PF vê ‘alinhamento’ entre Castro e Vorcaro em aportes do Rioprevidência ao Master
Autoridades cumpriram mandado de busca e apreensão na casa do ex-governador do Rio de Janeiro
A Polícia Federal (PF) apontou que o “vínculo próximo” e o “alinhamento político” do ex-governador Cláudio Castro (PL) com o ex-banqueiro Daniel Vorcaro possibilitaram os aportes do fundo de previdência de servidores do Rio de Janeiro, o Rioprevidência. Na manhã desta terça-feira (26), a PF cumpriu um mandado de busca e apreensão na casa do ex-governador carioca.

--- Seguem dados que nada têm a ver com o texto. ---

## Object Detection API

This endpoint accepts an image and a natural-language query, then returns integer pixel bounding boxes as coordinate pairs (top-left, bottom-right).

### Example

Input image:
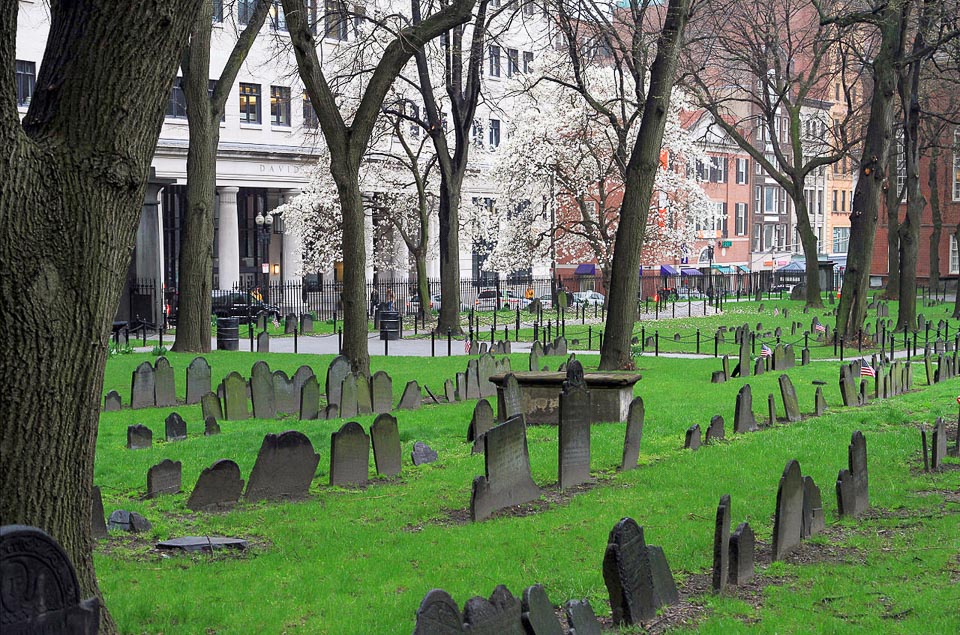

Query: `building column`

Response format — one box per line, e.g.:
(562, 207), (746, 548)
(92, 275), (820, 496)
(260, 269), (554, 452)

(217, 186), (240, 289)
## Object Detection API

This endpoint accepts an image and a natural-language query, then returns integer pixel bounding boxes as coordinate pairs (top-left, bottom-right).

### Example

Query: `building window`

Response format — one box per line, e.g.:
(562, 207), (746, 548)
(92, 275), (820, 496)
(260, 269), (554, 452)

(270, 86), (290, 126)
(240, 83), (260, 123)
(490, 46), (500, 77)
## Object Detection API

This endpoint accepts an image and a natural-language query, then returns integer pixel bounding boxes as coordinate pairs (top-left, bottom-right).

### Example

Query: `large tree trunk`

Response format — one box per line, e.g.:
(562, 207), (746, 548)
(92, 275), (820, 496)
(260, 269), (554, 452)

(600, 0), (690, 370)
(0, 0), (200, 633)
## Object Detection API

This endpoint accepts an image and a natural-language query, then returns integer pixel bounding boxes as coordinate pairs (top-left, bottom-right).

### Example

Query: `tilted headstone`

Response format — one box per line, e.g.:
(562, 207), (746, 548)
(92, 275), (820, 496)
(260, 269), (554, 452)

(187, 459), (243, 512)
(620, 397), (644, 470)
(771, 459), (803, 560)
(0, 525), (100, 635)
(244, 430), (320, 501)
(330, 422), (374, 487)
(147, 459), (183, 498)
(127, 423), (153, 450)
(470, 416), (540, 522)
(370, 413), (401, 476)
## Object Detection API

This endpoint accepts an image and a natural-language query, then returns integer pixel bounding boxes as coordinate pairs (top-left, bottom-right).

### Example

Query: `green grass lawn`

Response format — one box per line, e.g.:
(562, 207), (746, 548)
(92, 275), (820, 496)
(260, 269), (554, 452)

(94, 342), (960, 633)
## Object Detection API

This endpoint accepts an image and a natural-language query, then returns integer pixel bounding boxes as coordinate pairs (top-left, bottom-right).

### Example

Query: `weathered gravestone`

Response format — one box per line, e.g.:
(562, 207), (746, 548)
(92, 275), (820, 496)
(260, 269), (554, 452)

(397, 379), (424, 410)
(330, 422), (368, 487)
(713, 494), (730, 592)
(130, 362), (157, 410)
(370, 413), (400, 476)
(603, 518), (679, 625)
(187, 459), (243, 512)
(620, 397), (644, 470)
(771, 459), (803, 561)
(127, 423), (153, 450)
(470, 416), (540, 522)
(837, 430), (870, 518)
(370, 370), (394, 414)
(147, 459), (183, 498)
(520, 584), (563, 635)
(244, 430), (320, 501)
(0, 525), (100, 635)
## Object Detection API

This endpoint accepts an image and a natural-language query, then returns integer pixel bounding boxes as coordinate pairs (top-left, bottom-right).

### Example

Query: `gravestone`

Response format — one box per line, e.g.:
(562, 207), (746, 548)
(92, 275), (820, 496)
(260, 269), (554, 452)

(153, 357), (177, 408)
(130, 362), (157, 410)
(729, 523), (756, 586)
(520, 584), (563, 635)
(326, 355), (350, 406)
(370, 370), (394, 414)
(244, 430), (320, 501)
(298, 375), (320, 421)
(127, 423), (153, 450)
(187, 459), (243, 512)
(200, 392), (223, 419)
(203, 417), (220, 437)
(370, 413), (400, 476)
(558, 361), (591, 489)
(620, 397), (644, 470)
(713, 494), (730, 593)
(0, 525), (100, 635)
(410, 441), (437, 465)
(733, 384), (757, 433)
(683, 423), (700, 450)
(706, 415), (726, 443)
(330, 422), (368, 487)
(397, 379), (424, 410)
(470, 416), (540, 522)
(837, 430), (870, 518)
(778, 375), (801, 423)
(187, 357), (211, 405)
(217, 371), (250, 421)
(103, 390), (121, 412)
(800, 476), (827, 539)
(147, 459), (183, 498)
(771, 459), (803, 561)
(163, 412), (187, 442)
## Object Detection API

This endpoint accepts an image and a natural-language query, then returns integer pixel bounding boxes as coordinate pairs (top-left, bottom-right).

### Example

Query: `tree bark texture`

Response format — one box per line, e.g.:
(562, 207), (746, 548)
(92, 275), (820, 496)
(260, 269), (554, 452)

(600, 0), (690, 370)
(0, 0), (201, 632)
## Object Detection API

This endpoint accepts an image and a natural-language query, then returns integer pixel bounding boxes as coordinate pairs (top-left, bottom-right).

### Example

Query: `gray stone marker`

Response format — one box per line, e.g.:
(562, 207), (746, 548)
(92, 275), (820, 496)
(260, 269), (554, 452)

(127, 423), (153, 450)
(153, 357), (177, 408)
(470, 416), (540, 522)
(330, 421), (374, 487)
(147, 459), (183, 498)
(777, 375), (801, 423)
(163, 412), (187, 442)
(130, 362), (157, 410)
(620, 397), (644, 470)
(603, 518), (679, 624)
(397, 379), (421, 410)
(563, 600), (602, 635)
(683, 423), (701, 450)
(712, 494), (730, 593)
(772, 459), (803, 560)
(370, 370), (394, 414)
(326, 355), (350, 406)
(187, 459), (243, 512)
(837, 430), (870, 518)
(413, 589), (464, 635)
(729, 523), (756, 586)
(0, 525), (100, 635)
(217, 372), (250, 421)
(520, 584), (563, 635)
(557, 361), (591, 489)
(370, 413), (401, 476)
(800, 476), (827, 539)
(463, 584), (524, 635)
(244, 430), (320, 501)
(187, 357), (211, 405)
(733, 384), (757, 433)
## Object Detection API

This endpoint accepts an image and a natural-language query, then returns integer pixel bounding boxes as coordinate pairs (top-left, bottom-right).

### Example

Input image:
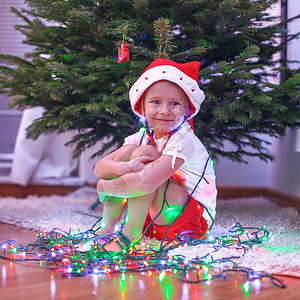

A busca e apreensão fez parte da nova fase da Operação Barco de Papel. Além da casa de Castro, a PF cumpriu mandados em outros 10 endereços, no Rio e em Brasília. Entre os endereços está o do ex-presidente do Rioprevidência, Deivis Marcon Antunes, preso desde fevereiro. A primeira etapa das investigações identificou aportes suspeitos ao Master que somam R$ 970 milhões.
A operação foi autorizada pelo ministro André Mendonça, do Supremo Tribunal Federal (STF). A suspeita de proximidade entre Castro e Vorcaro surgiu a partir da análise dos materiais dos celulares apreendidos do dono do Banco Master.
“A atuação do ex-governador não se limitou a contatos institucionais, mas envolveu vínculo pessoal estreito com o controlador do Banco Master, caracterizado por encontros frequentes, inclusive em ambientes privados e no exterior, custeados pelo banqueiro, com elevada coincidência temporal em relação aos aportes bilionários do Rioprevidência”, diz Mendonça na decisão.
O ministro ainda alega que o ex-governador do Rio de Janeiro “exerceu papel politicamente relevante para a viabilização dos aportes do Rioprevidência no Banco Master”. “A representação aponta sincronismo entre encontros mantidos entre ambos e os aportes financeiros subsequentes do RPPS (Regime Próprio de Previdência Social), além de conversas encontradas no celular de Vorcaro indicando que a liberação de determinados investimentos dependia de alinhamento político com o ex-chefe do Executivo estadual”, afirma o magistrado.
Para Mendonça, a sincronia entre os encontros de Vorcaro e Castro e os aportes do Rioprevidência no Master são indícios de uma possível interferência política ilegal no processo. O ministro ainda cita que os repasses teriam acontecido com ausência de etapas técnicas.
“Soma-se a isso a referência à alteração da composição da gestão do Rioprevidência em período imediatamente anterior ao início da série de investimentos e à descrição de eventos e encontros custeados ou organizados por Vorcaro em contexto de proximidade pessoal com o ex-governador”, destaca Mendonça em outro trecho do documento.
A decisão do magistrado ainda ressalta que a relação estreita entre Castro e Vorcaro contribuiu para a nomeação de cargos de alto escalão no Rioprevidência, além da liberação de investimentos do fundo previdenciário.